In response, designers are shifting the focus of inpatient units away from large, central waiting areas, opting instead for lounges that offer specific activities and provide destinations for visitors who need a change of pace. “We’re incorporating areas within the building that could be a caregiver respite zone with access to social workers, financial counselors, and a massage therapist,” Frazier says. Waiting areas disguised as dedicated play spaces are also gaining traction, allowing family members to take restless children out of patient rooms so others can continue to visit. Huddle zones and similar nearby places give loved ones a spot to have quick conversations with hospital staff without straying too far from the patient.

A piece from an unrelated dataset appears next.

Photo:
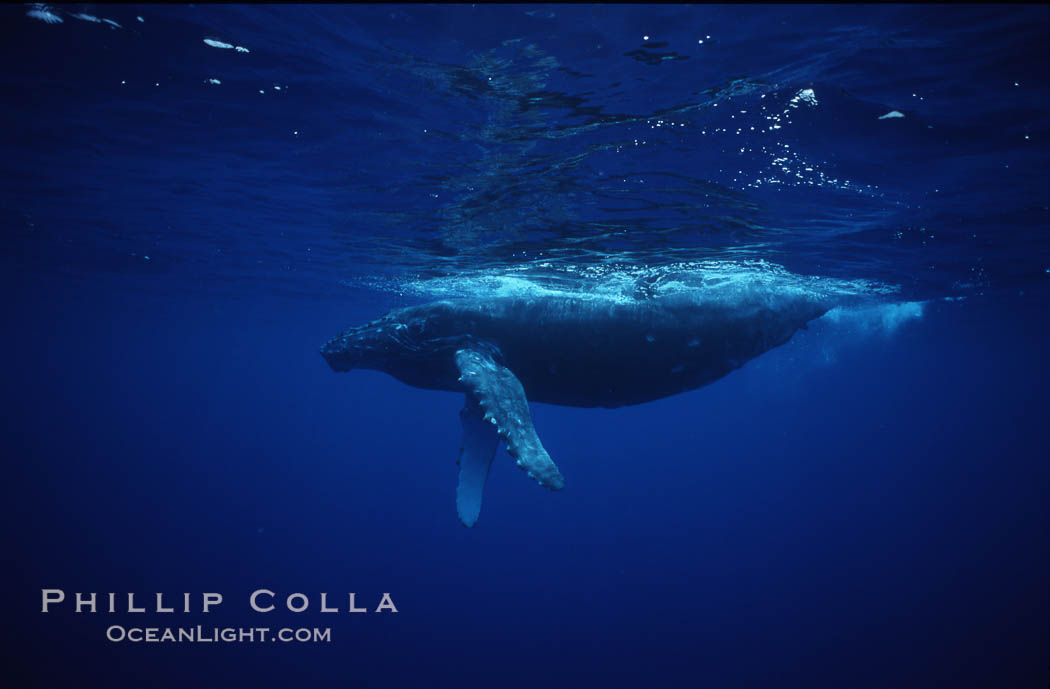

Hank Adams, global health director and senior vice president at HDR (Dallas), says facilities should take flow into account, too. Efficiencies can be created by mapping out how patients might access and interact with staff members, the space around them, and even technology. “Providers need to think through the sequencing of each and every interaction,” he explains. Registration kiosks—already a popular way for airlines to quickly and efficiently move people through the check-in process—are gaining ground in healthcare, but poorly planned placement may not produce the desired results. “Patients entering the clinic are confronted with a decision, and more often than not they choose the registration staff because it’s the easier choice,” Adams says, so it’s important to locate kiosks in visible places that are part of the natural traffic flow.
Facilities can further strengthen patient engagement and create a positive experience by introducing additional amenities in public spaces, such as places to get your blood pressure checked or enjoy a quick yoga session—simple solutions that bring much more value to lobby and waiting spaces that once had very little. “The goal is to create connections with a patient on more than one level, and to use this additional time to educate, engage, and inspire,” Adams says.